Enfin, je voudrais insister sur quelques regrets et une idée fausse:

  • Ce n'est pas une réforme décentralisatrice : on ne donne pas de nouvelles compétences ou de nouvelles ressources aux collectivités, on les spécialise, on restructure le mille-feuille en renforçant les Régions et les intercommunalités avec une volonté affichée de lisibilité et d'efficacité. Mais il n’y a pas de nouvelle avancée décentralisatrice.
  • L'Etat ne se réforme pas et ne réforme pas les nombreux services qui sont les siens et qui doublonnent souvent avec des compétences confiées aux collectivités depuis de nombreuses années. Pour celles et ceux qui, comme moi, ont vécu les différentes étapes de la décentralisation, nous savons bien qu'une des difficultés aujourd'hui réside dans le rapport parfois compliqué de l'Etat aux Elus, de l'administration centrale à l'administration territoriale.  Je ne décèle pas dans ces textes la marque d'une vraie confiance envers les Elus, ce que je vis comme un profond archaïsme de notre Pays.  Nous sommes nombreux à penser que ces textes sont d’abord écrits par une administration d'Etat qui n'a jamais vraiment accepté le fait décentralisateur et qui connaît peu finalement les enjeux de proximité et d'action territorialisée que nous portons au quotidien;
  • Ce n'est pas une réforme qui permettra de faire des économies importantes : les collectivités territoriales ne sont pas responsables du déficit public (0,2% sur un déficit estimé à 4,1% en 2013), alors qu'elles effectuent 20% de la dépense publique. La vraie source d'économie dans les collectivités réside sans doute dans les nécessaires mutualisations entre services communaux et intercommunaux, mutualisations dans lesquelles les administrations locales s'engagent en ce moment même, poussées par l'Etat d'ailleurs. Il faut être attentif à ce que cette réforme ne paralyse pas – compte-tenu de l'incertitude qu'elle crée- l'effort d'investissement des collectivités, qui couvre 70% de la commande publique;

 

Mes Chers Collègues,

 

Je me sens personnellement extrêmement engagé dans cette affaire. Parce que je suis Président du Conseil général, bien sûr, responsable de cette collectivité et de ses personnels. Mais plus encore, parce que je me sens dépositaire des politiques que nous avons mis en place, des priorités que nous avons actées, des attentes que nos concitoyens ont placées sur nos politiques.

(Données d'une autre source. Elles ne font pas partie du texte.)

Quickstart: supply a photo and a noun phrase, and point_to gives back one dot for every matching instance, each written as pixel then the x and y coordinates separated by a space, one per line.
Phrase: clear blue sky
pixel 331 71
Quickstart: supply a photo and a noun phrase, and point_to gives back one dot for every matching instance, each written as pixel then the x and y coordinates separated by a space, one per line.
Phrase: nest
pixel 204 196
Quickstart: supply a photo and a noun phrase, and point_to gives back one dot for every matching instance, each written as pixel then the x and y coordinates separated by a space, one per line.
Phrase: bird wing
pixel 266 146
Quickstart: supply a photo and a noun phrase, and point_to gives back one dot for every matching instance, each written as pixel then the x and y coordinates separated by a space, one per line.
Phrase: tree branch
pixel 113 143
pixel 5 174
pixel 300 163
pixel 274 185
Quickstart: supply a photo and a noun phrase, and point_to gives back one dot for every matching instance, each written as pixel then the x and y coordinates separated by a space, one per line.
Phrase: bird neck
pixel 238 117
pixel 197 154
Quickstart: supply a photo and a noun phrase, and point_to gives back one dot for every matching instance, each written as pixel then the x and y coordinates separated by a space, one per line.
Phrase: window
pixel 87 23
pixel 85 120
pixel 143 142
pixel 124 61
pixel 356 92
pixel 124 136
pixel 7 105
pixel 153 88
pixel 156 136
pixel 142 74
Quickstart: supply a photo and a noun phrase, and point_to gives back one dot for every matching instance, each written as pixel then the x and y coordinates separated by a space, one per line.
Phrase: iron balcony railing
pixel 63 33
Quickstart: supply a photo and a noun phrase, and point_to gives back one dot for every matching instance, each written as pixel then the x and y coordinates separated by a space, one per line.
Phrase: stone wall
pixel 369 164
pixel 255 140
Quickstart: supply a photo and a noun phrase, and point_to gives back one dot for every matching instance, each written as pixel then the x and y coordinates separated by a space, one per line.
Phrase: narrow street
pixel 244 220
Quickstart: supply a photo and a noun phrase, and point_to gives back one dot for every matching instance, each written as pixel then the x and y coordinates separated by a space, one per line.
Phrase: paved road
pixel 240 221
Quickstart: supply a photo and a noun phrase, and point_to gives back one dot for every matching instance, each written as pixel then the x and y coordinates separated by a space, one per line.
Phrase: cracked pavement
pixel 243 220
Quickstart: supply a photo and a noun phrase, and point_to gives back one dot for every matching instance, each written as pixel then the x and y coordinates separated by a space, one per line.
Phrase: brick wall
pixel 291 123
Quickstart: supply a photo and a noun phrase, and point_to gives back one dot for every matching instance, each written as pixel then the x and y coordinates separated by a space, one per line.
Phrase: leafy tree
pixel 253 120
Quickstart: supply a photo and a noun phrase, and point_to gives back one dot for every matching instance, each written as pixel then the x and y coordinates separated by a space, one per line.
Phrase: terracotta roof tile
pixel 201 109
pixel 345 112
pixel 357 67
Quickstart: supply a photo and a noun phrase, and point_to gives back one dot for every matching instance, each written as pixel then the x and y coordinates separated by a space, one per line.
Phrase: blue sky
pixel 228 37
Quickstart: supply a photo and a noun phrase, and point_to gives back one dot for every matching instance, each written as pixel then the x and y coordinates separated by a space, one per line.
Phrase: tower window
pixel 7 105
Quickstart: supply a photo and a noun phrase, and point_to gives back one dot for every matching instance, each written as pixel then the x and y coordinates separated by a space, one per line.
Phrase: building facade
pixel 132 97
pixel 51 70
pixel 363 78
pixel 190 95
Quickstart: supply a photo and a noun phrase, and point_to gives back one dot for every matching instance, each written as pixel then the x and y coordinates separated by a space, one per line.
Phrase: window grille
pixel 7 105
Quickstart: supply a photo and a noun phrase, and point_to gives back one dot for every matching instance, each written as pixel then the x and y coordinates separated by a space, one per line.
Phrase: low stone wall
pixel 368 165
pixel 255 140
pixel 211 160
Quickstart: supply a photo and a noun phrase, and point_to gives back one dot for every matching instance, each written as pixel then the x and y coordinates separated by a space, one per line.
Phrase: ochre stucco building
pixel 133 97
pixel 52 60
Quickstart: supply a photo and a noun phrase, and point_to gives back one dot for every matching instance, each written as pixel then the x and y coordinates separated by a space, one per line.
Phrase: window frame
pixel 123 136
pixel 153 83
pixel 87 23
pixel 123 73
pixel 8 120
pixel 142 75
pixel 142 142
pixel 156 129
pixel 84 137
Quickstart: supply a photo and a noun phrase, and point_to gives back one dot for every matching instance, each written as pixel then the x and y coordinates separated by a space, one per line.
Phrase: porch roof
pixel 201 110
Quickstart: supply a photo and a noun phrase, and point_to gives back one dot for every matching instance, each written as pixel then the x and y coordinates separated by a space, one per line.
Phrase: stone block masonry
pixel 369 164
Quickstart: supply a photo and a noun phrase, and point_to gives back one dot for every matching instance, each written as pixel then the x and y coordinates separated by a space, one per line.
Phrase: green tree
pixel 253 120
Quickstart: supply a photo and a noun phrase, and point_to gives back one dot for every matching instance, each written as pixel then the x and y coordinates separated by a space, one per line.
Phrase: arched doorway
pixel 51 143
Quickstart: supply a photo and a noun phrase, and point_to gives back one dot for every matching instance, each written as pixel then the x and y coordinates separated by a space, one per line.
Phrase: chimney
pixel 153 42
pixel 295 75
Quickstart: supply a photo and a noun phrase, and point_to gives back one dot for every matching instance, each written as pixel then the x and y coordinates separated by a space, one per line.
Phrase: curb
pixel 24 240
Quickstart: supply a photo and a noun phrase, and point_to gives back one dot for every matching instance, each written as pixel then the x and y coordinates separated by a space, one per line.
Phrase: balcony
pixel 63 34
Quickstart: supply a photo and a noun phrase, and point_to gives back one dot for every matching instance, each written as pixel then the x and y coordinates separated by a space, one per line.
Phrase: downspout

Vous avez unanimement voulu, et je vous en remercie, vous associer à un sondage réalisé par l’Institut CSA pour l’ADF sur la perception par les Français de l’institution départementale. Nous y avons  ajouté, avec votre accord, un certain nombre de questions complémentaires pour les eurois. Les résultats vont vous être présentés à la suite de mon intervention. Ils sont extrêmement éclairants et me confortent dans la vision que j’ai voulu vous faire partager :

  • 70% des eurois se disent attachés à leur département ;
  • 85% des eurois font avant tout confiance aux collectivités locales pour améliorer leur quotidien ;
  • 62% pensent toutefois qu’une réforme de l’organisation administrative de la France est nécessaire ;
  • mais 68% sont opposés à la suppression de leur Département
  • car 82% sont attachés aux services publics que nous avons développés

 

Le message est clair. Il traduit le profond ancrage de l’échelon départemental qui fait partie de notre culture et de notre histoire depuis la révolution française. Cet enracinement est bien sûr un atout. Il contraint chacun des acteurs à redoubler d’exigence et de vigilance dans la préparation des constructions territoriales de demain. L’Eure, c’est nous et c’est nous qui devrons le défendre et le porter.